3.2. Artificial Intelligence and Big Data

The field of modern pesticide residue detection is undergoing a paradigm shift driven by artificial intelligence and big data technologies. By integrating multisource sensing data with advanced computational models, detection systems have achieved a quantum leap in both accuracy and efficiency [99,100]. Current research is advancing along three primary technical pathways: intelligent spectral analysis systems, electronic sensory networks, and computer vision platforms, while forming a complementary technological matrix that leverages their respective advantages.

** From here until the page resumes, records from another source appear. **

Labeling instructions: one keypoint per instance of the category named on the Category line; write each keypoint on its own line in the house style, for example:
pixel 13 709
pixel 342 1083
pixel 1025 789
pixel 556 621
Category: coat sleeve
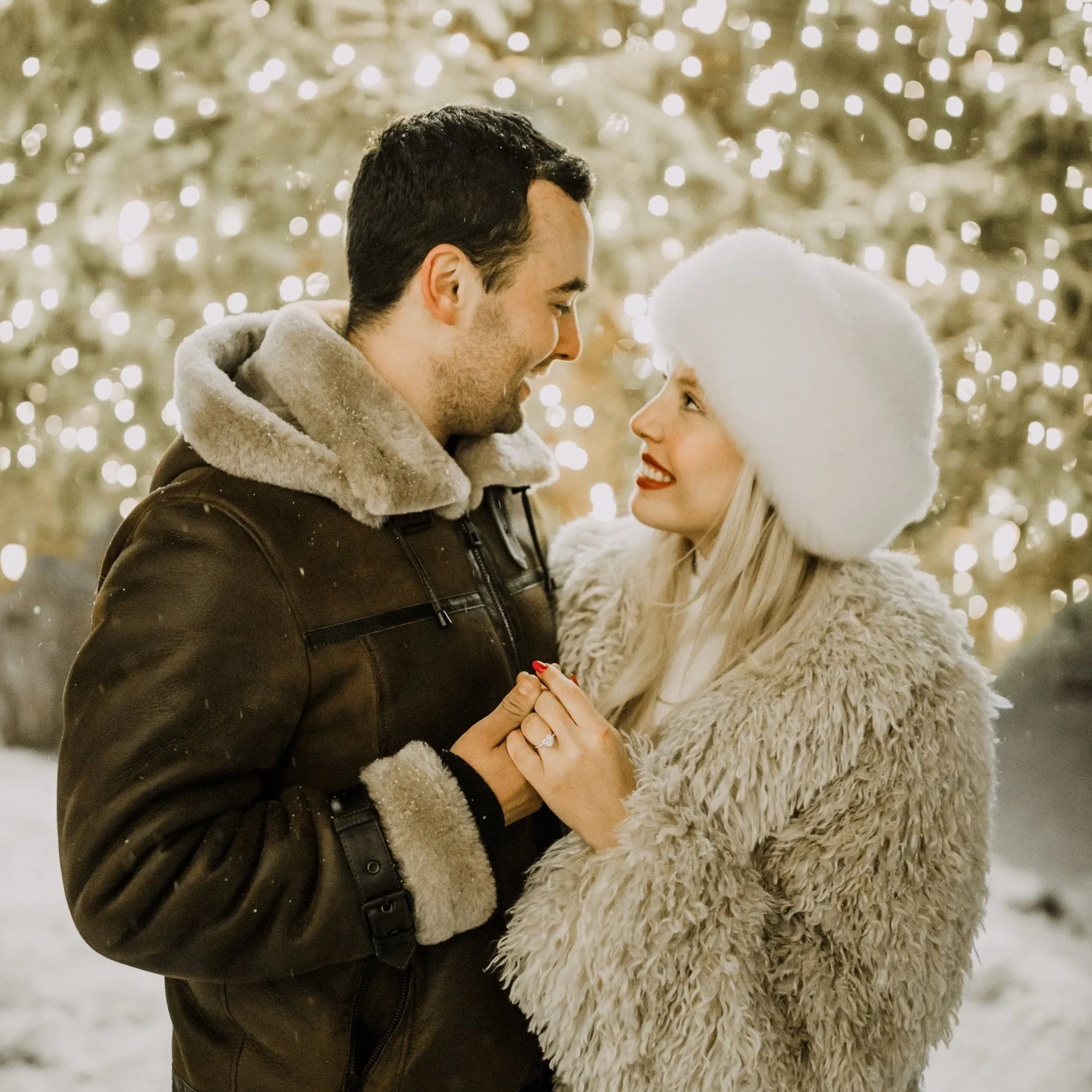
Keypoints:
pixel 176 856
pixel 640 967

3.2.1. Intelligent Spectral Analysis Technology

The field of spectral detection demonstrates a clear trend toward technological convergence, where the integration of hyperspectral and Raman spectroscopy with deep learning has emerged as the industry mainstream. In their latest study, Jiang et al. proposed a multiclassifier entropy weight method that innovatively combines Savitzky–Golay smoothing filters with Competitive Adaptive Reweighted Sampling dimensionality reduction. This approach enables nondestructive detection of pesticide residues in leafy vegetables. Its breakthrough lies in dynamically adjusting weight coefficients of base classifiers through entropy weighting, resulting in a fused model delivering 94.20% overall accuracy and a 0.93 Kappa coefficient, significantly outperforming traditional single classifiers and conventional fusion strategies. This advancement effectively resolves the industry challenge of high-dimensional spectral data redundancy, providing novel solutions for rapid screening of agricultural products with complex matrices [101].
The hyperspectral intelligent detection system developed by He et al. exhibits notable technical advantages. Operating within the 400–1000 nm spectral range, it employs a pioneering dual-model architecture: convolutional neural networks handle classification while partial least squares regression specializes in quantitative analysis, enabling single-sample detection within 30 s. Particularly noteworthy is its enhanced precision for complex samples like tea leaves through feature analysis of the red-edge band (690–760 nm). In practical applications within demonstration zones such as Taihu Lake Basin, the system incorporates XGBoost-based pest localization technology. This integration reduced pesticide usage by 40% while maintaining 92% control efficacy (Figure 6) [102].
Artificial intelligence holds broad application prospects in agriculture, yet still faces four major obstacles: First, the high deployment costs create barriers, as small-scale farmers struggle to afford intelligent sensors, drones, and other hardware and computing infrastructure. Second, the aging rural population lacks digital literacy, necessitating long-term training programs. Third, insufficient agricultural data accumulation, particularly the lack of localized crop growth data, affects the precision of model localization. Fourth, unstable network coverage in remote farmlands hinders real-time data transmission required for precision agriculture. Therefore, systemic solutions such as policy subsidies, digital skill enhancement for farmers, and rural digital infrastructure development are still needed to overcome these bottlenecks.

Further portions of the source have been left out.